The Ministry's district manager for the Cochrane region, Art Currie, was tight-lipped too.

Curry said there had been a "values mapping" process in place for three years in the region. Values mapping involves recording features in a tract of land that are important to users of the area, including cottages, moose feeding areas, burial sites, and hunting, trapping of rishing areas, among other things. But he also made the point, confirmed by a spokesman at Wabun Tribal Council's office in Timmins, that hunting, trapping and gathering "doesn't count" as a Native value, since those activities don't apply just to Natives.

He explained "our efforts with Nw Post have been trying to support them resource-wise that they could produce their own values maps. We haven't gone out and tried to produce those for them, because they've indicated that they are the only people that really can produce them, which is a true point."

The area that was cut at Fraserdale, Currie said, was "very much part of their traditional territory, and there were some values there, but the values that we see on the map don't appear to be of the same level of significance as has evolved through this issue."

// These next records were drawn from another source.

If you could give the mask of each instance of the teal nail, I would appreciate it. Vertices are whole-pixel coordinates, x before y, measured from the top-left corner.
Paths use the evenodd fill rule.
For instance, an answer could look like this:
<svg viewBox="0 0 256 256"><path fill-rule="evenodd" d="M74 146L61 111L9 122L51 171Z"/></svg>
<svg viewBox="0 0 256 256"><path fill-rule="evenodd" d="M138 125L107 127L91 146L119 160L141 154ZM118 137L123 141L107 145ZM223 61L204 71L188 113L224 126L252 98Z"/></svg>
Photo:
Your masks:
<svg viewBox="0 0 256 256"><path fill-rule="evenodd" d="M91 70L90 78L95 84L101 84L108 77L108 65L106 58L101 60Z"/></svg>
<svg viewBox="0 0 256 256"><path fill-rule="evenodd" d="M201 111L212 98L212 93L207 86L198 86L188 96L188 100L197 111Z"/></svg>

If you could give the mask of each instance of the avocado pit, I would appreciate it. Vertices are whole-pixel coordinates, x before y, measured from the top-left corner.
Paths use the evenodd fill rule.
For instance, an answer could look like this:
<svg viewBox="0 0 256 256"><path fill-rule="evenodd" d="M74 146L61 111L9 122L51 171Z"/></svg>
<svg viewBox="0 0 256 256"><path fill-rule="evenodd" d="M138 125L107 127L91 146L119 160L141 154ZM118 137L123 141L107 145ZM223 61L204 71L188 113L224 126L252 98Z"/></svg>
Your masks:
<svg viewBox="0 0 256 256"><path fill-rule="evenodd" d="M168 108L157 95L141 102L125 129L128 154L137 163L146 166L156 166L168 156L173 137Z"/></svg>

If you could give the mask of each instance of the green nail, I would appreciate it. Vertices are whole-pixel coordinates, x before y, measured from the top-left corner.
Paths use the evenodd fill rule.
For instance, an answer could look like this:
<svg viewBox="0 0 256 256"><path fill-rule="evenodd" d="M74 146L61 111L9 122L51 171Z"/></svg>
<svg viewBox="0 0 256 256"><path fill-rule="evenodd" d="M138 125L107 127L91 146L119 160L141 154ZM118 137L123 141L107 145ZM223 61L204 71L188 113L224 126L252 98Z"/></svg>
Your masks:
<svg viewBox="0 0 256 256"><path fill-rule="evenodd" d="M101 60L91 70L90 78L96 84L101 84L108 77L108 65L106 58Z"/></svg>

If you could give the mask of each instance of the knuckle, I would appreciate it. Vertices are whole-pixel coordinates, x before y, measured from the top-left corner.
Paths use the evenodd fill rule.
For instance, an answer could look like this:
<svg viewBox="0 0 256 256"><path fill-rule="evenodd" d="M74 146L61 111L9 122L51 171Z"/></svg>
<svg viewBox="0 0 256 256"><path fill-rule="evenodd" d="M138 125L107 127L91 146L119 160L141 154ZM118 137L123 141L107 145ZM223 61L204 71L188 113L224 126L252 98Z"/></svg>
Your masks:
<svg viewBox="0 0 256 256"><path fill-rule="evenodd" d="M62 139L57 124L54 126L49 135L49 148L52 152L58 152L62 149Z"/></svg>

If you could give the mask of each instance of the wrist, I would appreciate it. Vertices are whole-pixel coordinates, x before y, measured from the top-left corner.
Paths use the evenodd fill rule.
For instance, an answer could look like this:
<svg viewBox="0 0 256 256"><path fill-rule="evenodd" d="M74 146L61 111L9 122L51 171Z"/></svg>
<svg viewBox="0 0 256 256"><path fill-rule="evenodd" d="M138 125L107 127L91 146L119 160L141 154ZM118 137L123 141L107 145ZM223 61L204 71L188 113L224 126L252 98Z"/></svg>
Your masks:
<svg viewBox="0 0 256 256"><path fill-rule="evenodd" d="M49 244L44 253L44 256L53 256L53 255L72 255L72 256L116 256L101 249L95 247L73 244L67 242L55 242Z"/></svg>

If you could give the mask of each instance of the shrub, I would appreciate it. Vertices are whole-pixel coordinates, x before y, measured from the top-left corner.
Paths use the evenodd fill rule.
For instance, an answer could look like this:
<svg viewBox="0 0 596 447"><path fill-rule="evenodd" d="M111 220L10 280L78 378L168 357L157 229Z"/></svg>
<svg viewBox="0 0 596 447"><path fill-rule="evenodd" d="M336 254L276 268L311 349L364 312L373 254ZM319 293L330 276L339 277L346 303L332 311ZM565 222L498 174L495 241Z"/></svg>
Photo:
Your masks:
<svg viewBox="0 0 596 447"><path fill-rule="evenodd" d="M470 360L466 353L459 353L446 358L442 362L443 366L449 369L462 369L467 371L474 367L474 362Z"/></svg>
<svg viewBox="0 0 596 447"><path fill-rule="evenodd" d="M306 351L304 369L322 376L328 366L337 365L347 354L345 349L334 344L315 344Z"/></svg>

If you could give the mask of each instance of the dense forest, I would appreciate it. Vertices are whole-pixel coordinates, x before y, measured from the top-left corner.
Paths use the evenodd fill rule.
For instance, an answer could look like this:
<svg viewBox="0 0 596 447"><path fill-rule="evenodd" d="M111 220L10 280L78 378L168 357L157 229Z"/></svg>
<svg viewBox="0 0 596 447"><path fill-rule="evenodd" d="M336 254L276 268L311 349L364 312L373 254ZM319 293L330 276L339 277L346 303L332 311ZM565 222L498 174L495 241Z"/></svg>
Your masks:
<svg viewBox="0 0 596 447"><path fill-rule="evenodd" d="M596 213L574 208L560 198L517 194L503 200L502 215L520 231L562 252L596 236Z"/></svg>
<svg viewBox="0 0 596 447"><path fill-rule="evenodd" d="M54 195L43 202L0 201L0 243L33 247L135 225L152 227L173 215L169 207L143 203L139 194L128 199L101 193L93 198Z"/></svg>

Archibald expressed a different view when she spoke to Windspeaker on March 14.

"In this case, we made that value known to MNR and Tembec like for the last few years. There is a zone around our original reserve in Fraserdale - it's about 10 kilometres around the perimeter of the reserve - and we asked that this area not be harvested, because there has been a lot of cut-out in the area already. So everybody was aware that New Post wanted this area protected. And somewhere, I don't know where, we haven't really gotten the exact answer yet . . . someone in the MNR and Tembec said 'well, I think we're just going to go cut in there.'"

Archibald said Tembec writes the plans to harvest and MNR approves them "so these two parties jointly together decided that they were going to harvest this area that was sacred to us and they did it."

The chief said the Fraserdale problem was not an isolated incident. "This is happening to everybody," she said, . . . "right across the province of Ontario. I think what happened in New Post is we just said 'no, we can't let this just slip by.'"

Although relieved that the current crisis was over, Archibald said she thinks the bigger issue is that "they [the other parties] don't understand. They don't have a real deep sense and understanding of what Native values really mean. They don't understand our culture; they don't understand our connection to the land. There's just so much education needs to happen."